We have discovered four distinct types of magnetic reconnection in three dimensions, the first two at null points, the third at a separator and the fourth in the absence of null points (Priest and Titov, 1996, Phil. Trans. Roy. Soc. Lond A 354, 2951; Priest and Demoulin, 1995, J. Geophys. Res. 100, 23443). A null point, where the magnetic field vanishes, possesses an isolated field line called a spine that approaches (or recedes from) the null and a whole surface of field lines called a fan that recede from (or approach) the null.

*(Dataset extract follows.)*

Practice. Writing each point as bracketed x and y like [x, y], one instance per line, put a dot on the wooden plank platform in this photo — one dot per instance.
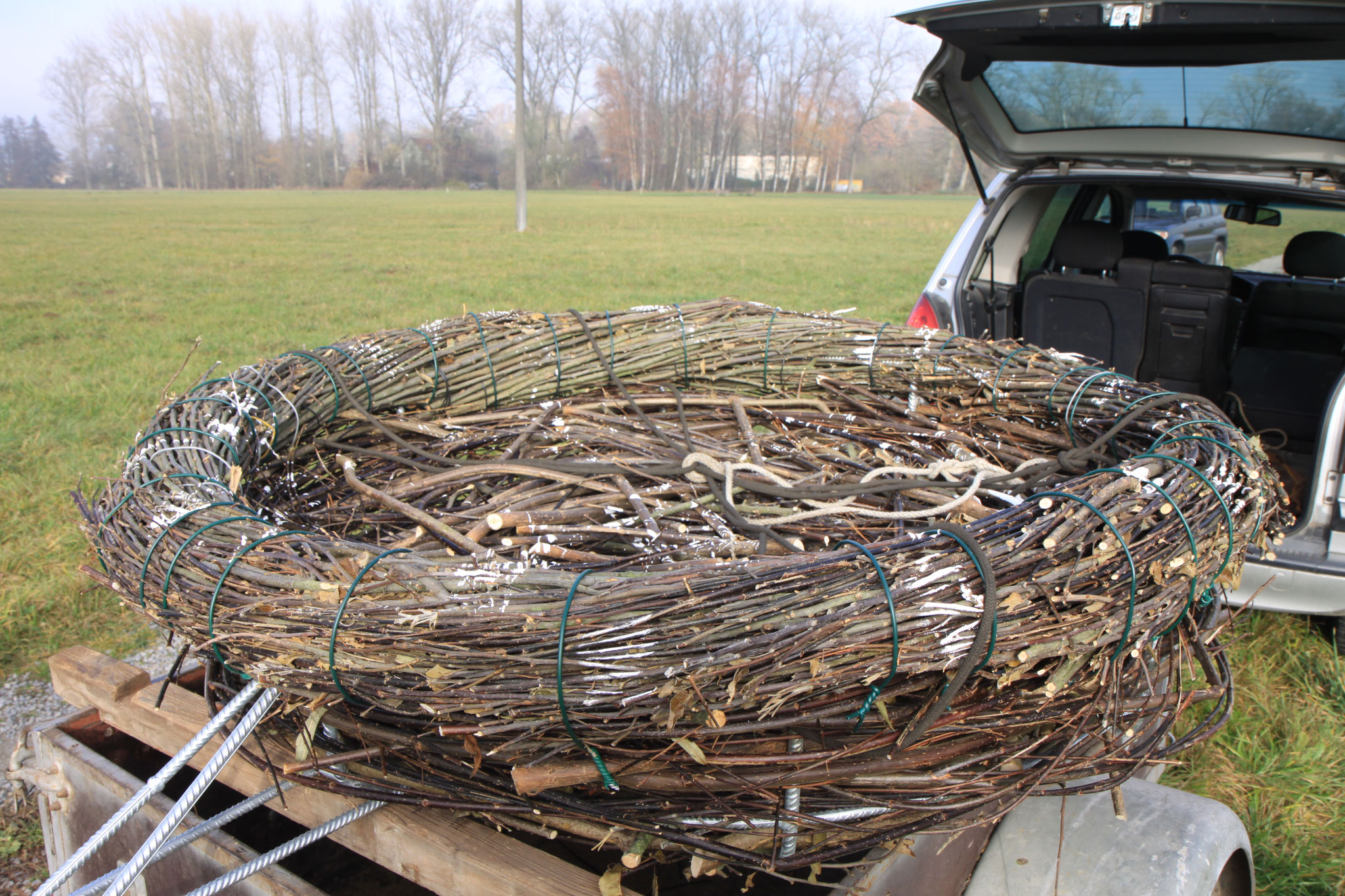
[95, 788]
[447, 855]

Fig 5.2. Spine Reconnection.
Spine Reconnection may be driven by continuous plasma motions across the fan and is accompanied by a concentration of current along or near the spine and an unfurling of a flux surface from the spine as it is cut and rejoined.
Fig 5.3. Fan Reconnection.
Fan Reconnection occurs in response to plasma motions across the spine and is accompanied by a concentration of current in the fan and a swirling motion of field lines in opposite directions above and below the fan.
Fig 5.4. Separator Reconnection.
Separator Reconnection occurs with a concentration of current along a separator, the special magnetic field line that joins two nulls.
Fig 5.5. Quasi-Separatrix Layer Reconnection.
Quasi-Separatrix Layer Reconnection takes place at singular surfaces (quasi-separatrix layers) where the gradients of the mapping of field lines from one boundary to another are large enough that the field lines can flip rapidly through the plasma.